# Sentiment Analysis

What you'll learn in this Notebook:

- What sentiment analysis is
- How it works
- How to run it yourself
- How to run it on a dataset and visualise the overall output


## 1. What is Sentiment Analysis and where is it used?

Sentiment analyis is a computational technique used for analysing text to determine its sentiment, for example, whether the text conveys positive, negative or neutral sentiment.

It is often used in commercial settings (and sometimes called opionion mining) and is applied to social media, online review data or surveys, for example, to determine automatically how customers or people express themselves about different brands or products and to analyse what positive and negative words they are using to express themselves.  During political elections sentiment analysis is also used to determine how people feel about different parties and candidates.

Large amounts of social media data, like Twitter Tweets or Reddits posts, can be analysed in this way to determine trends over time and monitor where things work well or go wrong.

## 2. How does it work?

There are different methods used for performing sentiment analysis.  For example, there are lexicon-lookup methods where each word in a piece of text is checked automatically against a lexicon of positive and negative words to see if it appear in that lexicon.  The more positive or negative words occur the stronger is the sentiment each way.  In this course you will learn how to use a lexicon-based method.

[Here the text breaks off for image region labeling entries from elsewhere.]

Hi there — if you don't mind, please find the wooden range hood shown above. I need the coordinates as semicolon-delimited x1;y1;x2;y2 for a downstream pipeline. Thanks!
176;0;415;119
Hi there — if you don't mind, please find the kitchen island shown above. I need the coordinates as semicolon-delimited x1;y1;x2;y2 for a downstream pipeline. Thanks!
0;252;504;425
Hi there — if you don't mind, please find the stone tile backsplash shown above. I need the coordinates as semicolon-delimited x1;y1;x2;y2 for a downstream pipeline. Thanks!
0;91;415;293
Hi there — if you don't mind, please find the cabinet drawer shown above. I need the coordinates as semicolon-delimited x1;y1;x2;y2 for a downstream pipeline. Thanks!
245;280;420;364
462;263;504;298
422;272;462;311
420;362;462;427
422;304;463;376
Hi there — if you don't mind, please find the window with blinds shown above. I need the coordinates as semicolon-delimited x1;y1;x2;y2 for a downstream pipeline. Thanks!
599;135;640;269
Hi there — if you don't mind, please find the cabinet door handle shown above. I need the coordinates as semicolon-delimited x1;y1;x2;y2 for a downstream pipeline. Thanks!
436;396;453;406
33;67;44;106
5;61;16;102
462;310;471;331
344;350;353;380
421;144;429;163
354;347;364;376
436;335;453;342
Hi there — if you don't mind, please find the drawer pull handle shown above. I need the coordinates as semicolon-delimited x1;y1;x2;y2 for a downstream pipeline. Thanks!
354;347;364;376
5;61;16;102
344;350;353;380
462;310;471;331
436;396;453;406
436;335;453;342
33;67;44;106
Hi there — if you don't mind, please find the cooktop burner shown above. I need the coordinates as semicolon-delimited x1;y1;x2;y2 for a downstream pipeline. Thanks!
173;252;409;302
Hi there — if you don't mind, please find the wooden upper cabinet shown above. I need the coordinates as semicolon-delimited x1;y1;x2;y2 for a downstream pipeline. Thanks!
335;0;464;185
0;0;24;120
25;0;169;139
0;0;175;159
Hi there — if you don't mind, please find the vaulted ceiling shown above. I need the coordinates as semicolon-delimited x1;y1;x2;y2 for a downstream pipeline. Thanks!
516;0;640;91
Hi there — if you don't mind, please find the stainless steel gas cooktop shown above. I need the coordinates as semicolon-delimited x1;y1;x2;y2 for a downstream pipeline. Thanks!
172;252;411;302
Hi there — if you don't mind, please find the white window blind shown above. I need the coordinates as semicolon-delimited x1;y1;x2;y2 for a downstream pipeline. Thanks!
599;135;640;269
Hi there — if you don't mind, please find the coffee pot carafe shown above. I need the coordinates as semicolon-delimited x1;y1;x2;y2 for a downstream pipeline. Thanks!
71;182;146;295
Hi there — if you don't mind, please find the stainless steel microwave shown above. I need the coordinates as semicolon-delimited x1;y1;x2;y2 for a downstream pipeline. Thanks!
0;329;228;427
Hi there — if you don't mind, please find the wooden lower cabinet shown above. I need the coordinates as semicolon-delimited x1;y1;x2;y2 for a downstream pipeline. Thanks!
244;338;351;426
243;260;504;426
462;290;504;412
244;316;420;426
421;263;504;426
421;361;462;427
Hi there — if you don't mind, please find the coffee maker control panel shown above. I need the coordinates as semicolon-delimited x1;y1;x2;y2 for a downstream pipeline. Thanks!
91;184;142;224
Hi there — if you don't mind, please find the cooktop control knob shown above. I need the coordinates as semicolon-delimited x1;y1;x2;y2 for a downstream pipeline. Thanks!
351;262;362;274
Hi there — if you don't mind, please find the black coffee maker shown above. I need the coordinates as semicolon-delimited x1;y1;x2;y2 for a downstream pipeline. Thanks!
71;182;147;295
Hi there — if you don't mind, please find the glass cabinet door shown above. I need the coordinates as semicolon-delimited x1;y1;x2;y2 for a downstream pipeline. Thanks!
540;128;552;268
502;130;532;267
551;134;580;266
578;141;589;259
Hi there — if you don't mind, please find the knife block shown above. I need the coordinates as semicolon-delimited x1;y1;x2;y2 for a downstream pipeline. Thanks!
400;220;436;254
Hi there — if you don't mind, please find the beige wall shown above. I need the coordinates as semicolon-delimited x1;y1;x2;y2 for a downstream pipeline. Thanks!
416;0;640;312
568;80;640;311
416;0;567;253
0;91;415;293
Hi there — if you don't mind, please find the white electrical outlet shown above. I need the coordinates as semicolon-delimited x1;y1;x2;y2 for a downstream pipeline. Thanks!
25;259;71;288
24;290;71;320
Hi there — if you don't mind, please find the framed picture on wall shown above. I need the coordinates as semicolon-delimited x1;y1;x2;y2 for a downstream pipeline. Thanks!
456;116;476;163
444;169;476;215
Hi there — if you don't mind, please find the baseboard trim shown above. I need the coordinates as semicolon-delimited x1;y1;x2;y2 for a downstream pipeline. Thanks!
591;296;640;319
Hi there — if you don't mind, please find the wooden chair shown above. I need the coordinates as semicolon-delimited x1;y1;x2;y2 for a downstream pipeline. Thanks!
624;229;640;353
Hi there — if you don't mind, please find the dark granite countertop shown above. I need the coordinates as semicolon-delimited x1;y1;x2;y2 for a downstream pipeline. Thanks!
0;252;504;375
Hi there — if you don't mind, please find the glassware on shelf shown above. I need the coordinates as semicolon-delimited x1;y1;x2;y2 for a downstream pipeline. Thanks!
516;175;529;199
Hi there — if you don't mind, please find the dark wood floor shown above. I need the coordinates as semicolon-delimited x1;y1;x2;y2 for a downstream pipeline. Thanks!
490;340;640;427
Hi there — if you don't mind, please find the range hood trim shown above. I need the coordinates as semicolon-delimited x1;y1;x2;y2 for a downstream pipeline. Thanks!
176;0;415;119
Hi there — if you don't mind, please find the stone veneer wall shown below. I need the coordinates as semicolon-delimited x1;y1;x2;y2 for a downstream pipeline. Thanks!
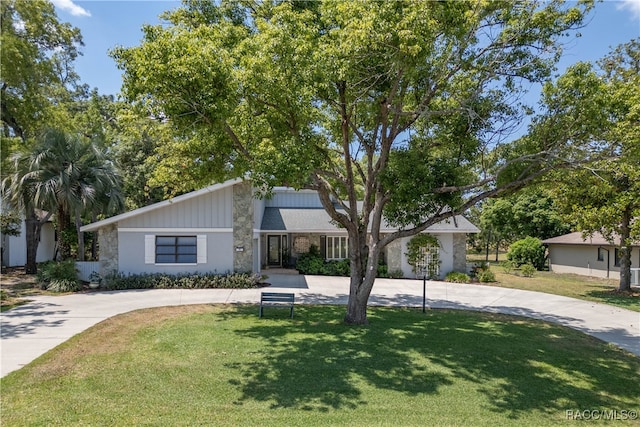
453;233;469;273
387;239;402;272
98;224;118;276
233;182;253;273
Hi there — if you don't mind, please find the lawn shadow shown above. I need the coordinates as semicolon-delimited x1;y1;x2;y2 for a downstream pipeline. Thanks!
0;302;68;339
222;305;640;419
586;287;640;311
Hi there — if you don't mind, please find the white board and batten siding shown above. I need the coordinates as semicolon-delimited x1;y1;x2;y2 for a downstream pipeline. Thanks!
118;187;233;274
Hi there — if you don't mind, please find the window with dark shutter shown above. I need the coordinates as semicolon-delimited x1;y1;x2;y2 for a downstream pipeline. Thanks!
156;236;198;264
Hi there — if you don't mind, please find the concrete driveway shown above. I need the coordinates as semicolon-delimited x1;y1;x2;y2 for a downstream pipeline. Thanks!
0;275;640;376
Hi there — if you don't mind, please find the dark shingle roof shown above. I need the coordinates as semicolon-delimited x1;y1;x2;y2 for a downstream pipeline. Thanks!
260;207;479;233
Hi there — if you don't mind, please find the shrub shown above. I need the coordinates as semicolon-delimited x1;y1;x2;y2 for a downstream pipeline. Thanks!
502;261;516;274
507;237;546;270
478;268;496;283
104;273;262;290
296;249;390;277
37;259;82;292
296;252;324;274
444;271;471;283
389;270;404;279
520;264;536;277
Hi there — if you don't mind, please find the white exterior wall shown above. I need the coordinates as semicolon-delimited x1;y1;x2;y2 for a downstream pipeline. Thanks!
400;233;453;279
118;182;234;274
266;188;322;208
118;229;233;274
549;244;640;280
2;221;56;267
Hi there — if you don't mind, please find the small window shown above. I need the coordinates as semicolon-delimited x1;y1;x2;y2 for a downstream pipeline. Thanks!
326;236;349;259
156;236;198;264
293;236;311;254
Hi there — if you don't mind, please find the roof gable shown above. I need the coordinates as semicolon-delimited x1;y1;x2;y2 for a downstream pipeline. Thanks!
80;178;242;232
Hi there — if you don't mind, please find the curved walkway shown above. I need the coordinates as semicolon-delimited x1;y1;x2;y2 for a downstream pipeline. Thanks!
0;275;640;376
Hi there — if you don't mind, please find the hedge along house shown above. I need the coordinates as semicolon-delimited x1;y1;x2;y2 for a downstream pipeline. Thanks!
80;179;479;277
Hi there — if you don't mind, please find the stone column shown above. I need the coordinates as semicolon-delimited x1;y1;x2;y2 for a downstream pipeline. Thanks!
98;224;118;276
453;233;468;273
233;182;253;273
387;239;402;273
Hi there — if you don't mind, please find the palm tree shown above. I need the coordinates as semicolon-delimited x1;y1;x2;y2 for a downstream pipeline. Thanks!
3;130;124;272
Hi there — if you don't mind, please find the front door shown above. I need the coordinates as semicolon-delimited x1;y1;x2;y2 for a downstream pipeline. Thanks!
267;236;282;267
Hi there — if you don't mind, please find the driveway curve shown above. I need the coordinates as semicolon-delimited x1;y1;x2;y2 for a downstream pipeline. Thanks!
0;275;640;377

There are also machine learning and deep learning methods that can be applied to sentiment analysis. This is where data annotated for sentiment by humans is used to train a model which can then be used to classify new data based on what it has learned during training.  We won't cover these approaches in this course, but if you are interested in such learning-based methods which are able to consider the context, as well as representing the meanings of the words in the text mathematically, then check out the two sources below by Lui (2020) and Agarwal et al., (2020).

- Liu, B., 2020. Sentiment analysis: Mining opinions, sentiments, and emotions. Cambridge University Press. https://doi.org/10.1017/9781108639286
- Agarwal, B., Nayak, R., Mittal, N. and Patnaik, S. eds., 2020. Deep learning-based approaches for sentiment analysis. Singapore: Springer.

## 3. Sentiment Analysis using TextBlob

In this course you'll learn how to use [TextBlob](https://textblob.readthedocs.io/en/dev/) for sentiment analysis. TextBlob is a Python library developed to work with another natural language processing (NLP) tool called the Natural Language Toolkit ([NLTK](https://www.nltk.org)).  NLTK provides access to the lexicons which are required for computing sentiment. So TextBlob uses a lexicon-based approach for performing sentiment analysis.

TextBlob computes sentiment using two values: polarity and subjectivity.  

**Polarity** is a value between 1 and -1. The closer the value is to 1, the more positive the sentiment of the text is considered to be.  The closer the value is to -1, the more negative it is.  

**Subjectivity** represents whether a piece of text is more of a personal opinion or something more factual. The subjectivity value lies between 0 and 1.  The closer it is to 1, the more subjective the text is and the closer it is to 0 the more factual it is.

Imagine your friend says to you "I really hate this day. Everything is going wrong." The sentiment of their utterance is overall very negative in polarity, but their statement is also quite subjective.

Let's see how TextBlob works in action ...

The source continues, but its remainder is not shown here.